There are no studies that formally address the causes for the dichotomy, but numbers from Rochester Police bear out the same statistics.

Looking at year-to-date numbers since 2019 reveal a steady decline in fentanyl overdose fatalities, according to statistic released from Rochester Police this month.

They show 17 fatal overdoses year-to-date in 2019, nine year-to-date in 2020 and seven this year.

Rochester Police Capt.

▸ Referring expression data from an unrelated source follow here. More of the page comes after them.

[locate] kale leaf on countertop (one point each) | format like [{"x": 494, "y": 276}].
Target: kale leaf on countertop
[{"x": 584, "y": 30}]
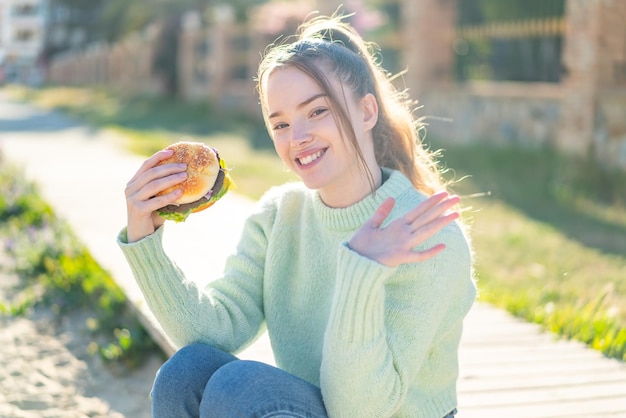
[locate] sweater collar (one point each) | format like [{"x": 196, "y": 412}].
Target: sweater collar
[{"x": 354, "y": 216}]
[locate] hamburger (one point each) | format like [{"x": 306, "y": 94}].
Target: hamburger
[{"x": 207, "y": 180}]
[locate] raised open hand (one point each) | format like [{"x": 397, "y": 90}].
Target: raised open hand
[{"x": 396, "y": 243}]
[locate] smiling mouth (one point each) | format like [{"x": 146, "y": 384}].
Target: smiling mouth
[{"x": 304, "y": 161}]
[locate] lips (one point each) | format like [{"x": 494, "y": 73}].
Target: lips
[{"x": 309, "y": 158}]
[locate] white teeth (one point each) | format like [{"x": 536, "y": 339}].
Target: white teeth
[{"x": 310, "y": 158}]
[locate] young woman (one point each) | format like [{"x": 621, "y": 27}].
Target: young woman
[{"x": 361, "y": 272}]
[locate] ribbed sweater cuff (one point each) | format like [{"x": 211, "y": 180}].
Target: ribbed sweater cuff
[
  {"x": 157, "y": 276},
  {"x": 357, "y": 315}
]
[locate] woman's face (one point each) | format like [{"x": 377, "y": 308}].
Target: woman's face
[{"x": 307, "y": 138}]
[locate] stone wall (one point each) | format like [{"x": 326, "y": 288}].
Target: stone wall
[
  {"x": 494, "y": 112},
  {"x": 584, "y": 114}
]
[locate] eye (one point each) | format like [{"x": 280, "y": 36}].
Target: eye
[
  {"x": 319, "y": 111},
  {"x": 279, "y": 126}
]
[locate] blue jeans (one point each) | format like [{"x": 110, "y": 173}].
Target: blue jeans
[{"x": 202, "y": 381}]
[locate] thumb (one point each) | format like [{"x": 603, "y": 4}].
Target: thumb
[{"x": 382, "y": 212}]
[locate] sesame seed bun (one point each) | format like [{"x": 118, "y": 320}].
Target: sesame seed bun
[{"x": 203, "y": 166}]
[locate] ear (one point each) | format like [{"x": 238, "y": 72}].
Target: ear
[{"x": 369, "y": 106}]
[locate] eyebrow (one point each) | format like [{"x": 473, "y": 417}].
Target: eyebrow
[{"x": 301, "y": 105}]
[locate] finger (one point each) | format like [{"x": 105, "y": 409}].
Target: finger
[
  {"x": 425, "y": 232},
  {"x": 435, "y": 211},
  {"x": 159, "y": 185},
  {"x": 151, "y": 162},
  {"x": 419, "y": 256},
  {"x": 382, "y": 212},
  {"x": 423, "y": 207},
  {"x": 159, "y": 177}
]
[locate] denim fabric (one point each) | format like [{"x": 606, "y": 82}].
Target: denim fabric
[{"x": 201, "y": 381}]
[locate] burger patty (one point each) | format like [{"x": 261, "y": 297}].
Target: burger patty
[{"x": 219, "y": 182}]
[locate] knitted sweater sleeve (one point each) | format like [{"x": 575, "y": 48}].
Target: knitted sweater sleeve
[
  {"x": 384, "y": 322},
  {"x": 227, "y": 313}
]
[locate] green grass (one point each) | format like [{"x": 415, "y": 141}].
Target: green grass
[
  {"x": 58, "y": 272},
  {"x": 550, "y": 240}
]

Todd Pinkham said the availability and widespread distribution of Narcan, an overdose antidote, to addicts and their associates could have something to do with it, but it's not clear if that is the only variable.

However, recent trends in calls for service regarding incidents suspected to be drug related indicate that the use of methamphetamine has more than doubled in the past year.

While police calls for service don't denote the specific drug of origin, Pinkham said that calls for service where the exhibited behavior "mimics" that of meth accounted for 29 year-to-date in 2020, compared to 64 this year.

"There has been a shift in drug use," Pinkham said. "There's a lot more meth use, compared to what we used to get."

Methamphetamine, known as meth or crystal meth on the street, wreaks havoc on the brain, releasing abnormal amounts of dopamine, a naturally occurring neurotransmitter that makes us feel good about ourselves when we accomplish something.

That particular kind of high often makes a user hyperactive, hyper-alert, even euphoric, confident, talkative and feeling "on top of the world," said Nathan Cermelj of Scarborough, Maine, a former longtime meth user.

A report published earlier this month by the American Medical Association shows another troubling wrinkle in the war on drugs, noting that "the epidemic now is driven by illicit fentanyl, fentanyl analogs, methamphetamine, and cocaine, often in combination or in adulterated forms."